BERTopic icon indicating copy to clipboard operation
BERTopic copied to clipboard

Unexpected Behavior After Merging Topics

Open CoandaEffect opened this issue 3 years ago • 5 comments

As I run my analyses, I find that the outputs from my initial model are usually very good, but usually still require a certain amount of tweaking to work perfectly. I was using the reduce_topics method for this, but have recently switched to the merge_topics method for the greater degree of control that it affords. However, I have run into some issues:

  1. When I try to get the topic mapping to each doc using topic_model._map_predictions(topic_model.hdbscan_model.labels_), the topics that it outputs do not match those that are summarized when I run get_topic_info(). In a recent example, the summary showed 13 topics, while there were only 3 unique topics in the list of mappings from hdbscan_model.labels_.

  2. Most of the visualizations look good, including: visualize_topics(), visualize_hierarchy(hierarchical_topics=hierarchical_topics), and visualize_topics_per_class. However, visualize_documents() appears to be using the bad mappings from problem 1, giving me an output like this:

Screen Shot 2022-07-22 at 11 20 24 AM

It seems like theres must be accurate topic mappings stored somewhere, otherwise not of the visualizations and summaries would work.

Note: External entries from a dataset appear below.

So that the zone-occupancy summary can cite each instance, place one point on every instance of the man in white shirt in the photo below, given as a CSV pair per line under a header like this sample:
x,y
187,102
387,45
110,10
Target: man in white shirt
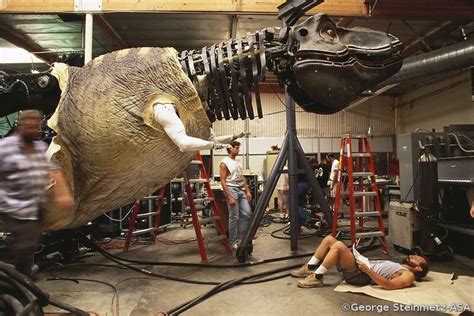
x,y
332,182
237,192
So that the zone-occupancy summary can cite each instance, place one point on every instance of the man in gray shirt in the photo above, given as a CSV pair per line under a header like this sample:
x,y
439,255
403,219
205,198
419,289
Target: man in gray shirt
x,y
25,174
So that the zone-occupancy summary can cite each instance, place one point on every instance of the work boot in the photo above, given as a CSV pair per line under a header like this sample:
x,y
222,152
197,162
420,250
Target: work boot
x,y
311,281
302,272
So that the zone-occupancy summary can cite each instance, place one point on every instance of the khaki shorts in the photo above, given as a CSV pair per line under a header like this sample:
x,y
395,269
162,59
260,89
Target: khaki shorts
x,y
356,277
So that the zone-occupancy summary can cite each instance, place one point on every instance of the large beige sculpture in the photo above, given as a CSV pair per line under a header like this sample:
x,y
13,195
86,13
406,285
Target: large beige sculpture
x,y
112,123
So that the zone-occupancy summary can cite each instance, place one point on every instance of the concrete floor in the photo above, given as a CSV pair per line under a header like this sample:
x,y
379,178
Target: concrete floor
x,y
140,294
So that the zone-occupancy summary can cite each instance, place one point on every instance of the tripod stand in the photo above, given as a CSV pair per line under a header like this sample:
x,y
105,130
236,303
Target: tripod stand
x,y
292,151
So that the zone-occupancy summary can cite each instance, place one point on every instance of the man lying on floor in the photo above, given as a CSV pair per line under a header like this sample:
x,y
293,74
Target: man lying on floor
x,y
389,275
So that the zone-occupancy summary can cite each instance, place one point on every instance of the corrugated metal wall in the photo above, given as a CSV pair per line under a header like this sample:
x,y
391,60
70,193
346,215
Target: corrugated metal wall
x,y
375,113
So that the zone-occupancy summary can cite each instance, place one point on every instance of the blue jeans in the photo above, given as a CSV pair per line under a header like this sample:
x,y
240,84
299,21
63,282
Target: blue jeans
x,y
239,214
302,189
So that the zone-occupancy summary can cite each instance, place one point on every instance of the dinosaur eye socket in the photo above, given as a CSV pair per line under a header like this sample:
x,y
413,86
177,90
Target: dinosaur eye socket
x,y
328,32
303,32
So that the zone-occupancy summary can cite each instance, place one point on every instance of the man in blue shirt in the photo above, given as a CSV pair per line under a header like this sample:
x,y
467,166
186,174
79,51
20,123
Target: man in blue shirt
x,y
25,175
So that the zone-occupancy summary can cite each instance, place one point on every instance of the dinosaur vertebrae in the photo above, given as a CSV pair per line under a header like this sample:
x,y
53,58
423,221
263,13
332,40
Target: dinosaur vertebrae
x,y
231,70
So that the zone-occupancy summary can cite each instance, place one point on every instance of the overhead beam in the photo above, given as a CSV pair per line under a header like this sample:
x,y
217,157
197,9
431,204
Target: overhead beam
x,y
110,32
13,37
432,35
345,22
331,7
423,10
407,9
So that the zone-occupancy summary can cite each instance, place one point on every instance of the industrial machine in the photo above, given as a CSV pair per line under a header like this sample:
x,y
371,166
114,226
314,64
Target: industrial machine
x,y
436,188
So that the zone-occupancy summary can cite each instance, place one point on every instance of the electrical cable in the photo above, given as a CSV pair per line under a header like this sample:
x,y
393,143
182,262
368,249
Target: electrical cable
x,y
90,244
22,297
224,286
459,144
115,297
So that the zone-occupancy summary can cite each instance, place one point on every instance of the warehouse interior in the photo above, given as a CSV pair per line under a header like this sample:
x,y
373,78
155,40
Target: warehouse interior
x,y
397,117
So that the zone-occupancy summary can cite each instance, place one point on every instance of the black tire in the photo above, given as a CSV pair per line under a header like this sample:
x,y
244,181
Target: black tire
x,y
249,249
418,251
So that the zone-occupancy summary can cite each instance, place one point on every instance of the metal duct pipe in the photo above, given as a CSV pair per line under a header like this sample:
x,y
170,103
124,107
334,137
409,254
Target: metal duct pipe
x,y
453,57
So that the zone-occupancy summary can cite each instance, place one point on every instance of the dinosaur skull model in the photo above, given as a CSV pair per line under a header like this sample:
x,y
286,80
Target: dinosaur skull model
x,y
130,121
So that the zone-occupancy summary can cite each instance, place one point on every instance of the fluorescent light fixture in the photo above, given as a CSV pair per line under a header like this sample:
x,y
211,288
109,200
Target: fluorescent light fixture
x,y
10,55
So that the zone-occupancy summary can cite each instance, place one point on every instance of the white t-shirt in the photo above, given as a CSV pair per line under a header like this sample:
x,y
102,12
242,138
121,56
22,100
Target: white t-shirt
x,y
283,182
236,173
334,167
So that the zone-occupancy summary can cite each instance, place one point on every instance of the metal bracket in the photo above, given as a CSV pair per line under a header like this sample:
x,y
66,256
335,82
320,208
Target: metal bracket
x,y
87,5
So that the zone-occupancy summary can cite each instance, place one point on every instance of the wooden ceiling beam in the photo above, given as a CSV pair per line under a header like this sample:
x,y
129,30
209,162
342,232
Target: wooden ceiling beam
x,y
110,32
423,10
345,22
407,9
331,7
13,37
434,34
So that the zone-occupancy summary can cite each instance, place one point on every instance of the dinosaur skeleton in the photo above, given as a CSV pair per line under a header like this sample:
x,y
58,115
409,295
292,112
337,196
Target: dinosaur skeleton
x,y
130,113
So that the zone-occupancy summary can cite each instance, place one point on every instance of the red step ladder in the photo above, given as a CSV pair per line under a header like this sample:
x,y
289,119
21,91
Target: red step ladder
x,y
362,188
215,218
155,216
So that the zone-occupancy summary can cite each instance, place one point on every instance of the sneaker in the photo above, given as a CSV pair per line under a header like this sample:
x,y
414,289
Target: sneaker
x,y
34,269
310,281
302,272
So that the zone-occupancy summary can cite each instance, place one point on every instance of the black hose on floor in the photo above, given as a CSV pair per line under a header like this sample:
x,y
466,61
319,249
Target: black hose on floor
x,y
224,286
20,296
93,246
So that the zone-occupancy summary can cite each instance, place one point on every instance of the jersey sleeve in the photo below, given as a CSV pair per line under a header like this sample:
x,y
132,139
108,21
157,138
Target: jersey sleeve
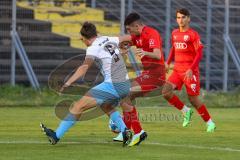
x,y
91,52
133,39
198,47
154,40
197,44
171,52
114,40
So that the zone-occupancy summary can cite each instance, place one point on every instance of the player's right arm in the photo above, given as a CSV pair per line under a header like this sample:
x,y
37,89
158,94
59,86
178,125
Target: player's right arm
x,y
91,54
170,57
81,71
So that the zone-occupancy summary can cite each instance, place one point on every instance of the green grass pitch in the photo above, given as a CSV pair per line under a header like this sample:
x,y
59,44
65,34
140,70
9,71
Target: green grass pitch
x,y
21,138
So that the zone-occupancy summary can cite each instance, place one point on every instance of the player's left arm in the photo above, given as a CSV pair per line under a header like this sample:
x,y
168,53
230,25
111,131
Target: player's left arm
x,y
198,47
155,44
156,54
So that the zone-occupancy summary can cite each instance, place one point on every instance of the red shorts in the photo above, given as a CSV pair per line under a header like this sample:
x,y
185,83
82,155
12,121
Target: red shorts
x,y
192,86
150,81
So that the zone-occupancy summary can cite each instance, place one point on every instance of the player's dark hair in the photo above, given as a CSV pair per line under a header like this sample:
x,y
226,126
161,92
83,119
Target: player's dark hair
x,y
88,30
183,11
132,17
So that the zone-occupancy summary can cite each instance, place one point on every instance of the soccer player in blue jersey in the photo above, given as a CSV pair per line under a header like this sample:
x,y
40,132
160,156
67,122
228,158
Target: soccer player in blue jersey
x,y
115,86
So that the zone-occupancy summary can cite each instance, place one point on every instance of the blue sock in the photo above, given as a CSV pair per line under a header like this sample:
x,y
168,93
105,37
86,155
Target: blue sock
x,y
117,119
65,124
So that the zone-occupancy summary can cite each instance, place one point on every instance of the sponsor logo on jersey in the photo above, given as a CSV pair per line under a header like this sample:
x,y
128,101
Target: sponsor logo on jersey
x,y
151,42
186,38
139,42
193,87
180,45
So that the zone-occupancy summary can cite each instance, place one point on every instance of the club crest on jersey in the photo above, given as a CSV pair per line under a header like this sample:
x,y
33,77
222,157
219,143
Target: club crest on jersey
x,y
193,87
139,42
180,45
151,42
186,38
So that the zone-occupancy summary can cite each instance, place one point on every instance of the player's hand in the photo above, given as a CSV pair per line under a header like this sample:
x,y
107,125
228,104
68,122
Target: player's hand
x,y
140,52
123,51
188,75
64,86
167,67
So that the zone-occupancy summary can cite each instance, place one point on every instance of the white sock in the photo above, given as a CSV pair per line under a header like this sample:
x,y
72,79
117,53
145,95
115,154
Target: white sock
x,y
209,121
185,109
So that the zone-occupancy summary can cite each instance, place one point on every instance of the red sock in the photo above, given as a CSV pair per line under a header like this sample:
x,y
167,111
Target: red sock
x,y
175,101
136,126
204,113
127,119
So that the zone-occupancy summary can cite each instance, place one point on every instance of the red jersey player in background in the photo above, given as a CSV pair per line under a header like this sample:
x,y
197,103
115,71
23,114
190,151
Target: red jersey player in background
x,y
187,52
149,49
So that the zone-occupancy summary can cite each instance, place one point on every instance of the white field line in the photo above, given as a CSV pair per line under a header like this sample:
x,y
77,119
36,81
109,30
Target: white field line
x,y
227,149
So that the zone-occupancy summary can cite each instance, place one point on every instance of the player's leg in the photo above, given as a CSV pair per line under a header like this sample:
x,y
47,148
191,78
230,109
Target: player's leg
x,y
203,112
193,90
175,82
85,103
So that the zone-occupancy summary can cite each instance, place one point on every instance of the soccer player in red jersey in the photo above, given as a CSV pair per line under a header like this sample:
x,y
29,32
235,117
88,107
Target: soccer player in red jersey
x,y
187,52
149,48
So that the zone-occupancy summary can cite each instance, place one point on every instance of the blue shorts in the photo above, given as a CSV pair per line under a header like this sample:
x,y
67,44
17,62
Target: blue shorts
x,y
110,93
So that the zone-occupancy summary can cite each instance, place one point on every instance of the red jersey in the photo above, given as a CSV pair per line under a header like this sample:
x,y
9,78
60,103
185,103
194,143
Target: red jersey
x,y
147,41
185,47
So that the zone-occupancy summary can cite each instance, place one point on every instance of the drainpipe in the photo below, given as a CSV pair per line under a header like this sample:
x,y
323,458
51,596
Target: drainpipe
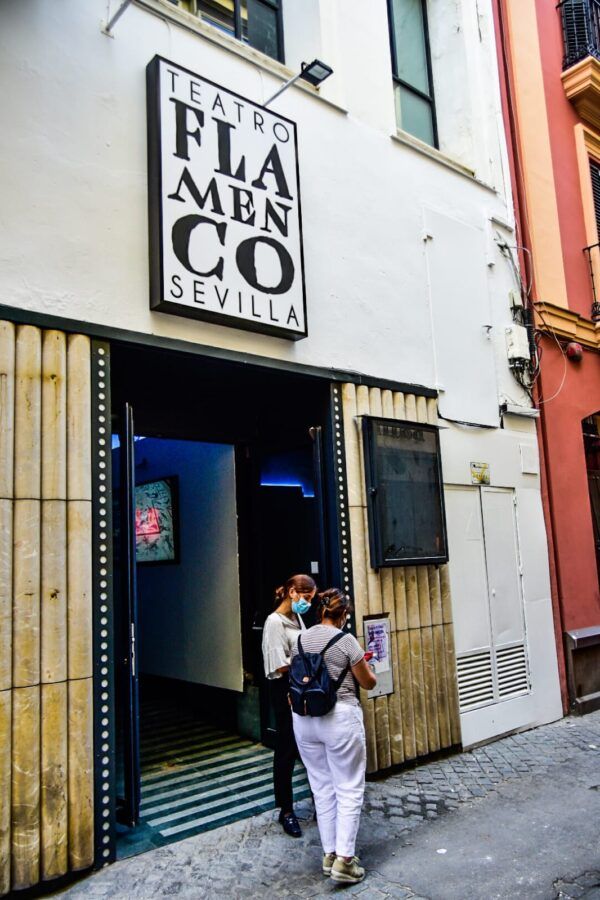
x,y
520,205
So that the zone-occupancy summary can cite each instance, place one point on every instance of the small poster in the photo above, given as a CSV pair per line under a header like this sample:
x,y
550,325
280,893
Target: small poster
x,y
155,521
480,473
377,641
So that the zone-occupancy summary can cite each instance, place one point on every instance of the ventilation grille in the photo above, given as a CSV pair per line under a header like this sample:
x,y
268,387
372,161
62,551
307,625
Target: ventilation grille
x,y
475,679
511,671
489,676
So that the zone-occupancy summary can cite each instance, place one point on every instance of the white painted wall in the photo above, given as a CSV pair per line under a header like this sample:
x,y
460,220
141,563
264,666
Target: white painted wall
x,y
73,149
73,233
502,450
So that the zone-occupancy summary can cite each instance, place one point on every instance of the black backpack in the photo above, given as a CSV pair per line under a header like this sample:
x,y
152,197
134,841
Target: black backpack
x,y
312,690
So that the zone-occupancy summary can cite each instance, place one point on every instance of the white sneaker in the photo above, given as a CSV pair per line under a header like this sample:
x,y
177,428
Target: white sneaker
x,y
347,872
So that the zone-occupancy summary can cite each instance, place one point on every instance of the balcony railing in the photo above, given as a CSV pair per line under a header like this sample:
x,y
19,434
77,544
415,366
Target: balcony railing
x,y
581,30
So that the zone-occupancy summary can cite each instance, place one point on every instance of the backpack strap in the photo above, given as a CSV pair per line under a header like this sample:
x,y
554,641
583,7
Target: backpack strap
x,y
300,649
334,640
337,637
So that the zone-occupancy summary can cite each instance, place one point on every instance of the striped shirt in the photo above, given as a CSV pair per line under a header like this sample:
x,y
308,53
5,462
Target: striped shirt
x,y
347,650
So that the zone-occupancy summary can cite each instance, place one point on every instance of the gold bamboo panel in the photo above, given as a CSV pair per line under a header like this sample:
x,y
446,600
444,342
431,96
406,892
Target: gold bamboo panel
x,y
6,596
369,719
81,782
5,784
445,593
441,678
395,709
412,597
418,691
453,709
54,781
79,588
375,404
406,695
399,406
79,421
410,406
432,416
26,593
421,715
54,591
422,413
28,412
54,416
387,404
423,594
7,409
351,446
399,576
388,596
373,577
435,595
382,733
25,800
430,684
359,567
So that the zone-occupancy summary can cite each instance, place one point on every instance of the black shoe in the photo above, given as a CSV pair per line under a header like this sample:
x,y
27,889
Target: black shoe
x,y
290,824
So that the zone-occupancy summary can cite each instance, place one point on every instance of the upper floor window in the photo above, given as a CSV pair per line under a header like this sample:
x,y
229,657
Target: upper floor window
x,y
411,69
257,23
595,176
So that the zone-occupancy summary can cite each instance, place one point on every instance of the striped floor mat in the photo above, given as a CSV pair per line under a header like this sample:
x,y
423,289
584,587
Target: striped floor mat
x,y
196,777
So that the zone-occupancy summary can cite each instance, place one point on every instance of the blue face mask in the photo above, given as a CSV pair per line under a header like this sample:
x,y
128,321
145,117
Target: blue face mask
x,y
300,606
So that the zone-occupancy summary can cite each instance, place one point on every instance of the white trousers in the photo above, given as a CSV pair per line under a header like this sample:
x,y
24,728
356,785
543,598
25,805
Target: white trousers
x,y
334,753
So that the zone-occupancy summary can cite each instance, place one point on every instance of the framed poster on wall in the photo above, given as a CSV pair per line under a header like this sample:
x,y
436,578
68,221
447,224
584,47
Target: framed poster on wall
x,y
156,521
376,630
224,206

Am I missing something obvious?

Thanks!

CoandaEffect avatar Jul 22 '22 17:07 CoandaEffect

Update: get_representative_docs() seems to be drawing from the original labels, rather than the merged labels.

CoandaEffect avatar Jul 22 '22 21:07 CoandaEffect

Thank you for sharing this issue. From what I can see, there might be an issue with the way merge_topics is currently working but I cannot be sure. Can you share your entire code for getting these issues? Including training and merging topics.

MaartenGr avatar Jul 23 '22 08:07 MaartenGr

Thanks Maarten! Sorry for the slight mess. I copied this out of the notebook that I've been troubleshooting in.

`

Calculate Embeddings

sentence_model = SentenceTransformer("all-MiniLM-L6-v2") embeddings = sentence_model.encode(docs, show_progress_bar=True)

Set Up Model

Initialize Topic Model

topic_model = BERTopic(verbose=True, n_gram_range = (1,2), min_topic_size=30, embedding_model=sentence_model, vectorizer_model=vectorizer_model) #Applying a custom coutn vectorizer in order to use our custom stopword list

GO!

Run it!

topics, probs = topic_model.fit_transform(docs, embeddings) topic_model.save("my_model", save_embedding_model=False)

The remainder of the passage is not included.